Café Mathe - eine Kolumne in der Aargauer Zeitung
02.10.2012: Der Ungewissheit ein Schnippchen schlagen

VOR WENIGEN JAHREN schrieb der deutsche Mathematiker Franz Thomas Bruss einen überaus interessanten Artikel über die Wahrscheinlichkeit von Münzwurfexperimenten. Nicht selten begegnen wir im Leben Situationen, in denen wir sagen: Lasst uns mal eine Münze werfen, um zu entscheiden, welche von zwei Alternativen wir wählen sollen.

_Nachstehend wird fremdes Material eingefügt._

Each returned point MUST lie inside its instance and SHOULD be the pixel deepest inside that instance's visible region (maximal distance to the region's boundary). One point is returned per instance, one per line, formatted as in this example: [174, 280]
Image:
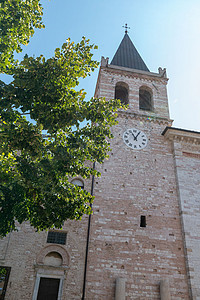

Hier ist ein Beispiel: Ich habe in einem Inserat mein altes Auto angeboten und im Text deutlich gemacht, dass ich mindestens 5000 Franken dafür haben möchte und es dem Meistbietenden verkaufen werde. Zwei Personen, Alice und Bob, haben mich kontaktiert und zugesagt, das Auto zu einem Preis über 5000 Franken zu kaufen. Alice möchte das Auto am Samstag sehen, will dann den Betrag nennen und sofort eine Zusage von mir haben. Bob dagegen kann erst am Montag vorbeikommen, will den Betrag auch erst nach der Besichtigung nennen und sofort eine Zusage von mir haben. Ich stehe also vor folgendem Problem: Soll ich Alice am Samstag schon eine Zusage machen, ohne Bobs Angebot vom Montag zu kennen? Oder soll ich Alice absagen und Bob am Montag zusagen und vielleicht weniger einnehmen, als Alice mir geboten hätte?
Ich könnte versucht sein, das als eine klassische Münzwurf-Situation zu sehen. Ich habe am Samstag noch keine verlässliche Entscheidungsgrundlage, also werfe ich einfach eine Münze und sage Alice auf alle Fälle zu, falls die Münze Kopf zeigt. Mit einer Wahrscheinlichkeit von 50% werde ich so das höhere Angebot erwischen, und besser kann ich leider nicht abschneiden. Wirklich nicht? Interessanterweise kann ich meine Chance, das höhere Gebot zu erwischen, auf über 50% steigern. Ich mache dazu selber ein Gebot, das ich mal C nenne. (Zum Beispiel C = 5300 Franken) Die mir unbekannten Gebote von Alice und Bob nenne ich A respektive B. Nun gibt es drei Fälle: 1. Fall: Sowohl A als auch B sind höher als C. 2. Fall: Sowohl A als auch B sind tiefer als C. 3. Fall: C liegt zwischen den beiden Geboten A und B. Ich entschliesse mich zu folgendem Vorgehen: Ich höre mir am Samstag Alices Angebot an, und falls es höher als C ist, akzeptiere ich es. Sonst werde ich am Montag Bobs Angebot akzeptieren. Warum ist diese Strategie besser?

Im ersten Fall werde ich auf diese Weise mit einer Wahrscheinlichkeit von 50% das höhere der beiden Gebote erwischen. Dasselbe gilt auch für den zweiten Fall. Im dritten Fall dagegen werde ich ganz sicher, also mit einer Wahrscheinlichkeit von 100%, das höhere Gebot erwischen. Und das macht den Unterschied! Nennen wir die unbekannten Wahrscheinlichkeiten der drei Fälle x, y und z, so ist nun die Gesamtwahrscheinlichkeit, dass ich das höhere Gebot erwischen werde, gleich

x×50% + y×50% + z×100%

Können Sie einsehen, dass und warum dieser Wert über 50% liegen muss?

Die Lösung erscheint mit der nächsten Kolumne am 6. November.

Lösung vom 4. September 2012: Das ist unmöglich! Regel 1 stellt immer eine Zweierpotenz von Buchstaben Y her, die nicht durch 3 teilbar ist. Daher kann Regel 2 nicht alle Buchstaben Y zum Verschwinden bringen.